Maboula Soumahoroo: Black is the Journey, Africana the Name

HUMA Book Launch
Introduction: In this highly original book, Maboula Soumahoro explores the cultural and political vastness of the Black Atlantic, where Africa, Europe and the Americas were tied together by the brutal realities of the slave trade and colonialism. Each of these spaces has its own way of reading the black body and the black experience, and its own modes of visibility, invisibility, silence and amplification of black life. Maboula Soumahoro brings historical, intellectual, artistic, political and personal archives from the three continents into conversation. By weaving together her personal history with that of France and its abiding myth of color-blindness, she highlights the banality and persistence of structural racism in France today and shows that freedom will be found in the journey and movement between the sites of the Atlantic triangle. Africana is the name of that freedom.
How can we build and reflect on a collective diasporic identity through a personal journey?

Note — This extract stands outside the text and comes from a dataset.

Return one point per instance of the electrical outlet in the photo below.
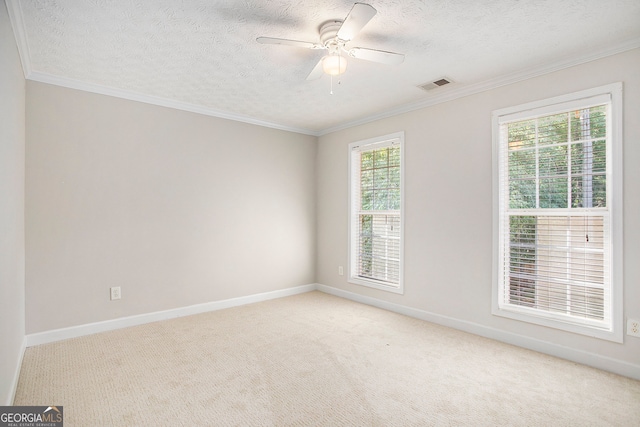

What are the limits and possibilities of this endeavor, when the personal journey is that of oft-erased bodies and stories, de-humanized lives and when Black populations in Africa, the Americas and Europe identify and misidentify with each other, their sensibilities shaped by the particular locales in which their lives unfold?
This book makes an important intellectual contribution to contemporary public conversations and theoretical inquiry into race, racism, blackness, and identity today, as it probes and questions the academic methodologies that have functioned as structures of exclusion. See the book: Black is the Journey, Africana the Name (Polity, 2021).
About the author: Dr Maboula Soumahoro is an associate professor in the English department of the University of Tours, France, where she also received her PhD. A specialist in the field of Africana Studies (Atlantic), Dr Soumahoro has conducted research and taught in several universities and prisons in the United States and France: Bennington College, Columbia University (New York and Paris), Barnard College, Bard Prison Initiative (Bayview Correctional Facility), Stanford University (Paris), Sciences Po (Paris and Reims), the prisons in Bois-d’Arcy, Villepinte (juvenile detention), and Fresnes.
Soumahoro is the author of Le Triangle et l’Hexagone, réflexions sur une identité noire (La Découverte, 2021), translated in English by Dr. Kaiama L. Glover as Black is the Journey, Africana the Name (Polity, 2021). This book was distinguished by the committee of the FetKann! Maryse Condé literary prize in 2020.